Mussolini’s Fascist Party and its ally Nazi Germany were tolerable to the Church because they opposed the atheistic communists. The two countries also provided financial support. For instance, the Nazis helped the church by collecting the Kirchensteurer, an 8 to 10 percent tax on Catholics living in Germany, which funded what, by anyone’s standards, was an opulent lifestyle for the relatively few men who lived at the Vatican. In 1943 alone, The Third Reich collected today’s equivalent of $1.7 billion for the Vatican. The Vatican would have operated more like a humble monastery without these collections.
Posner and other researchers have found good evidence the Pope knew what the Nazis were doing to the Jewish population. Nazi gold from the mouths of Jews is believed to have found its way into the vaults at the Vatican. A sadly notable event was Pope Pius XII seen crying when told of the Allied bombing of a Vatican-owned property outside the walls of the Vatican; he shed no tears when told of the Nazis treatment of the Jews.
The Vatican Bank was formed in 1942. Its charter requires that it provide for the custody and administration of capital destined for religious works. Until the last two years, it has operated as an extension of the will of those who have managed it because it kept no virtually no records. There were no audits of its activities and no reports. The only person who had to be pleased, or at least sufficiently misled so as not to be displeased, was the Pope, the Bank’s sole shareholder.
“God’s Bankers” is notable in that none of the popes in the last 10 centuries is portrayed as knowledgeable about, or even much interested in, the financial affairs of the Vatican or the Vatican Bank. Yet, even with the financial support of Catholics worldwide, it has been to the brink of insolvency many times.
Posner concludes his detailed study of the Popes and the various heads of the Vatican Bank (and even a devious butler) with a rather uplifting discussion of recent events.

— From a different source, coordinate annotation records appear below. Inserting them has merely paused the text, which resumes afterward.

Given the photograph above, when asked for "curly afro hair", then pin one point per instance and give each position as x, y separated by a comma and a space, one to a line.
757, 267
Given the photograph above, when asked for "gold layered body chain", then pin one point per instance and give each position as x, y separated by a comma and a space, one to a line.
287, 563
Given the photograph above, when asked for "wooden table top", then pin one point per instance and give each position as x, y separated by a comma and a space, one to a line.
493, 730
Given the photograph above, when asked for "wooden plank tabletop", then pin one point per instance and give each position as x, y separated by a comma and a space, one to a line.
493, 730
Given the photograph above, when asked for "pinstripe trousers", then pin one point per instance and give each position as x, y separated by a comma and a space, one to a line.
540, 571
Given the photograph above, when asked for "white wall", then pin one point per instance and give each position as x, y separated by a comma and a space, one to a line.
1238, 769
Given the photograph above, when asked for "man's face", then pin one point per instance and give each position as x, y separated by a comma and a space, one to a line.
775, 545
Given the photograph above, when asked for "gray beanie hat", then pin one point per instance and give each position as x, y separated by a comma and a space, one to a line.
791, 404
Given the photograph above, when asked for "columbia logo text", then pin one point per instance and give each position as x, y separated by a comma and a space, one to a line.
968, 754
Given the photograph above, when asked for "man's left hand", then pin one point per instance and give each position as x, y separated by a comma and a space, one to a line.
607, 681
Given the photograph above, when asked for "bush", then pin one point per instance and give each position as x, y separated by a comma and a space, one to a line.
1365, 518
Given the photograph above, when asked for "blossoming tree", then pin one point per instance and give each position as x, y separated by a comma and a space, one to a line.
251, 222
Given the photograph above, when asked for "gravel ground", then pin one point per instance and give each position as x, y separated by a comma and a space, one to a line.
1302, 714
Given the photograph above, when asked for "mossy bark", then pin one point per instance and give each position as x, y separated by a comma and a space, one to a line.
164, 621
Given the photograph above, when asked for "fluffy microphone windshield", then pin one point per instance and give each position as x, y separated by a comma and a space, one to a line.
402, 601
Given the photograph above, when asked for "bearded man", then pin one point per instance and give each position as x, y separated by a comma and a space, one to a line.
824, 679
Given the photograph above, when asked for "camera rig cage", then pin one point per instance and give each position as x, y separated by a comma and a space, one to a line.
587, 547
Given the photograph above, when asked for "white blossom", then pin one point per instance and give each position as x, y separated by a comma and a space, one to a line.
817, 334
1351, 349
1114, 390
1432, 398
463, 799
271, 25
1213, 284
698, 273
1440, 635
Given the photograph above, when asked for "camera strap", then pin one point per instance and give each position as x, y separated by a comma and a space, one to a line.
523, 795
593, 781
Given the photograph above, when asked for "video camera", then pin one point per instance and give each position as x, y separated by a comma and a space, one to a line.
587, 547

While Pope Francis may have given false hope that the Church’s positions on such things as family planning and the humanity of homosexuals would moderate, these false signals are a sharp contrast with what he’s done on financial reform. He hired Rene Brulhart, a Swiss lawyer with expertise in money laundering who has set out to avoid having the Vatican Bank assigned to the ‘black list’ of money-launderers by Moneyval, the international Committee of Experts on the Evaluation of Anti-Money Laundering Measures and the Financing of Terrorism. He has given Brulhart unprecedented authority to bring about reform. To date, significant progress has been made. Posner believes there is hope that the Vatican can become a member of the modern financial community, a departure from its past.